Full Bloom

I’ve been covering the design, production and installation of the new stained glass windows for Shanghai’s St. Ignatius Cathedral for nearly five years, now (this 2006 story for the LA Times Sunday Magazine is my lengthiest piece on the subject), and I’ve been witness to some very interesting moments along the way, but today – by far – was the most interesting and moving of all. Two weeks ago, designer Wo Ye, and her crew, began installing the cathedral’s twenty, third-level nave windows (roughly 60 feet above the floor); today they finished the process and thereby transformed an austere building, into a warm one bathed in yellows and golds. Below, an image of the left side of the nave, and the reflections cast by five of the seven new, six-foot windows that line it (click for an enlargement).

The white light on the vaults at the far end is unflitered sunlight coming through the last of the three windows yet to be installed. After the jump, some portraits of the completed windows, and a few extras … [note: the photos are posted at a slightly higher resolution that I typically use, so they may load sluggishly on a slower connection]

Occupying the highest level of the church, the new windows are a distinctly Chinese take on the Garden of Paradise. So, as it happens, this Shanghai Paradise is lined with bamboo stalks, lilies, magnolias, and roses. Let’s start with an example of the three lily windows (a photo of one of these windows in assembly can be found here). All photos that follow can be clicked for an enlargement:

Next, an example of one of the two magnolia windows:

And an example of one of the two rose windows:

And finally, one of the thirteen bamboo windows:

Another image of the effect that the new windows have on the cathedral. However, please note that the large rose window in the back of the cathedral is not filled with stained glass at the moment. Instead, it’s occupied by plastic place holders until the new panels are completed and ready for installation (in the spring of 2009).
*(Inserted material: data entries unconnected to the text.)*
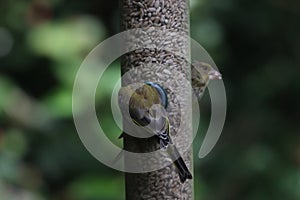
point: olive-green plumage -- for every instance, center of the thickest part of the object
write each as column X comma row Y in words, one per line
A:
column 145, row 109
column 145, row 106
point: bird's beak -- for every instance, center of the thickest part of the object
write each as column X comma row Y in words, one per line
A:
column 214, row 75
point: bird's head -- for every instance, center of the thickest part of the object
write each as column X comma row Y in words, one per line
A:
column 206, row 70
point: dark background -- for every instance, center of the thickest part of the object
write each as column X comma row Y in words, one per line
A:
column 255, row 44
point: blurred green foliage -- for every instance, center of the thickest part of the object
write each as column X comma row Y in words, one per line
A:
column 256, row 46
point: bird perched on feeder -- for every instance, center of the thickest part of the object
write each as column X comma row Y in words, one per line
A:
column 145, row 106
column 202, row 74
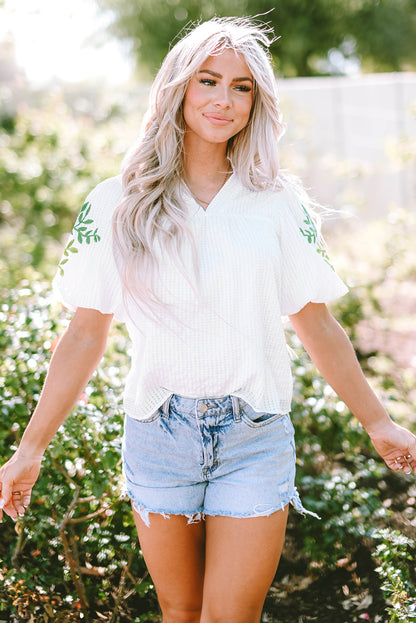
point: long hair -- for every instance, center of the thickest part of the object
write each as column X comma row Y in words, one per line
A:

A word of advice: Go and see for yourself. These photos only hint at the depth of color now washing over the cathedral. It’s open to the public, daily, except for special events, so you shouldn’t have any problem making a visit.

And if you’re not in Shanghai, no worries. Ariana Lindquist, a real photographer (and a very good friend), spent the day shooting the installation and its glowing after-effects.

Finally, no post about Chinese cathedral window installations would be complete without at least one scaffolding photo. So, without further ado, a little image I’d like to call Launch Pad

10 thoughts on “Full Bloom

  1. The design of the stained glass work is very difficult, because although done in sections at a time the windows in the cathedral regardless of theme or allegory must complement each other yet comprise a whole, like chapters in a book, but unlike a book the entire work is immediately encompassed by the eye. As more and more of the windows are put in place this difficult, large-scale work will perhaps be recognized for what it is, one of the finest expressions of art in modern China.

  2. The photos are very good. All I can think is that photos of the windows are going to be THE coffee table book when finished! BTW, Semper must be a new reader.

  3. Very beautiful photos. During expo2010 Wo Ye will get recognize for being important international artist in Shanghai. Many people already know her.

  4. Thanks for posting these lovely windows. If you also post the windows on the lower floor (perhaps you have?) then the negative comment about the lack of a Catholic or biblical dimension to the windows would be answered.

  5. Narelle – Thanks for the comment, and you’re right: the lower level nave windows are quite Catholic, indeed. Over the course of forty-four panels, they recount the gospels. It’s no ordinary re-telling, either. Chinese iconography plays an important and complementary role in the cycle, providing a distinctly Chinese character to these extraordinary images. I’m going to hold off posting photos of those windows for the time being (I have them), as they will be republished in another format in the not-so-distant future. Thanks much for the comment.

  6. During mid 2003 I had the pleasure to visit the Shanghai Cathedral where my wife and I were privileged to spend about an hour or so with Theresa Wo Ye, the designer artist who was trained in traditional Chinese painting and at the liturgical art school in Milan. We watched her at work on the stained glass panels assisted ny her team of assistants, all nuns, and we were truly amazed at her skill and craftsmanship. We praise and thank God for the gift of Theresa Wo Ye who is the only woman, and a Chinese at that, ever to be commissioned by a Catholic Cathedral for such a stupendous task to create some hundreds, I believe, of stained glass panels for the entire Cathedral.